As Delhi heads for another polluted winter, state Environment Minister Gopal Rai on Monday said that the “odd-even” scheme will be the government’s last resort if other methods to improve the air quality fail.
“The odd-even scheme would be our last resort. If rest of the methods to curb the air pollution fails, we will think about its implementation this year,” Rai said at a press conference.
The odd-even scheme is a traffic rationing measure under which private vehicles with registration numbers ending with an odd digit are allowed on roads on odd dates and those with an even digit on even dates. Last year, it was put into force from November 4 to 15.
Meanwhile, the capital city’s air quality index stood at 243 in the afternoon, which falls in the ‘poor’ category. The air pollution reaches its peak every winter when pollution from stubble burning combines with the suspended water droplets in the lower atmosphere to form a thick blanket of noxious smog.

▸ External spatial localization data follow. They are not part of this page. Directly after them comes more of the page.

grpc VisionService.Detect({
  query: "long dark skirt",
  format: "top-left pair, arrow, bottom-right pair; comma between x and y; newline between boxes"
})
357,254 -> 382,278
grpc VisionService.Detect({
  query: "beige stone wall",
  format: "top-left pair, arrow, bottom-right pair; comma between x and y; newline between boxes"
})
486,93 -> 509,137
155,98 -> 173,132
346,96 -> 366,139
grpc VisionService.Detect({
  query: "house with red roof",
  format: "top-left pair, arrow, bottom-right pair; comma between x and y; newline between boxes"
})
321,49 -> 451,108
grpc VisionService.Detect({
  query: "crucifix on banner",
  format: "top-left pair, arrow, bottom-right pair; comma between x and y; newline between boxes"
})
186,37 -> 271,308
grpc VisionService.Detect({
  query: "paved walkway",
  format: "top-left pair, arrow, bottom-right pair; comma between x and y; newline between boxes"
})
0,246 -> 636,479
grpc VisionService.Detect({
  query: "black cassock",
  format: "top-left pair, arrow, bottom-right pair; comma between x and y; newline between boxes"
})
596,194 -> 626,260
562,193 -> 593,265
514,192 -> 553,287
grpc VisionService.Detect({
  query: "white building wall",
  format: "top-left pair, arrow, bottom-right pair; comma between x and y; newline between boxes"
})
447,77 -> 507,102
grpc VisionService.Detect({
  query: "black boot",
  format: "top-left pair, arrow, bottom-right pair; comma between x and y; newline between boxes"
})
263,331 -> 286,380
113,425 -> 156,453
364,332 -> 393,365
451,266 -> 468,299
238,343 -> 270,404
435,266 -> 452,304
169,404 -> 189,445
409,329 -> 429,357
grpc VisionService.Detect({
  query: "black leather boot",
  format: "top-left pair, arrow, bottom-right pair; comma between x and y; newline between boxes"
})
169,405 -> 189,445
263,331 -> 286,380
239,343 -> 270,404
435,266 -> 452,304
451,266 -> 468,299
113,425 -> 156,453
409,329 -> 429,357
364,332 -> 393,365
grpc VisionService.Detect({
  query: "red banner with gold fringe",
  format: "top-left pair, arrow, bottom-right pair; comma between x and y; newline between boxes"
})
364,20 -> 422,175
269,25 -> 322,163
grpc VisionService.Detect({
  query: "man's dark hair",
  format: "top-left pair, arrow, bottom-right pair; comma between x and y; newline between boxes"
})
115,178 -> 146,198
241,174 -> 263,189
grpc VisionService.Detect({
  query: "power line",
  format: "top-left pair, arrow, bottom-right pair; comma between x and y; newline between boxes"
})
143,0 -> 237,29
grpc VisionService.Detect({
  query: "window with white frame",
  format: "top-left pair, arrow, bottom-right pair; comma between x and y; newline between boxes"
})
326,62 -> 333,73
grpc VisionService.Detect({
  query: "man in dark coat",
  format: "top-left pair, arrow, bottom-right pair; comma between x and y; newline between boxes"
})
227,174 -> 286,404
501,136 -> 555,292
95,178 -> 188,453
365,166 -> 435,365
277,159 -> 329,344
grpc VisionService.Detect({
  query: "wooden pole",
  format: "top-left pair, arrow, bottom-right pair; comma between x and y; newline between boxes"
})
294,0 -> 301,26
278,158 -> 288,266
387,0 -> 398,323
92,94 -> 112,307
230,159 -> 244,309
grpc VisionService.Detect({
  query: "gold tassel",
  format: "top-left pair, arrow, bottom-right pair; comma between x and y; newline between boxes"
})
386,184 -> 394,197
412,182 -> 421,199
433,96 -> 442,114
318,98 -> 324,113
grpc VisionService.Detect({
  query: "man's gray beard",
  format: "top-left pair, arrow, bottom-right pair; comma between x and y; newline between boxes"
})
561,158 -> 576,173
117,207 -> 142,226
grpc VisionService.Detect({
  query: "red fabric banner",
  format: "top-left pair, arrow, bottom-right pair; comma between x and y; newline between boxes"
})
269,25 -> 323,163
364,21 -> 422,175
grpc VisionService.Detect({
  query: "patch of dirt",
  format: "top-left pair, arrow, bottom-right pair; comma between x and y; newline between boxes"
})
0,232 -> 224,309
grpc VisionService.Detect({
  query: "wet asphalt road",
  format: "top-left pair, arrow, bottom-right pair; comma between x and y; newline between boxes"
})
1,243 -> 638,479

In a bid to control the pollution, Delhi Chief Minister Arvind Kejriwal had recently launched a new anti-pollution campaign — ‘Red Light On, Gaadi Off’ – starting from October 21, under which motorists will be encouraged to switch off vehicles while waiting for the lights to turn green at traffic signals.
Rai also said that the city government will deploy 2,500 environment marshals across city to generate awareness about its recently-launched campaign, which, he claimed, will bring down the pollution caused due to vehicular emission by 15-20 per cent.
“The marshals will hold placards in a bid to aware people. In the first three days, they will also hand out roses to people who do not switch off the engines with ‘Gandhigiri’,” he added.
The Delhi Traffic Police has given information to the government about the 100 busiest intersections of Delhi, where these environmental marshals will be deployed in two shifts. The police has also identified ten large intersections, like ITO, where more such volunteers will be positioned.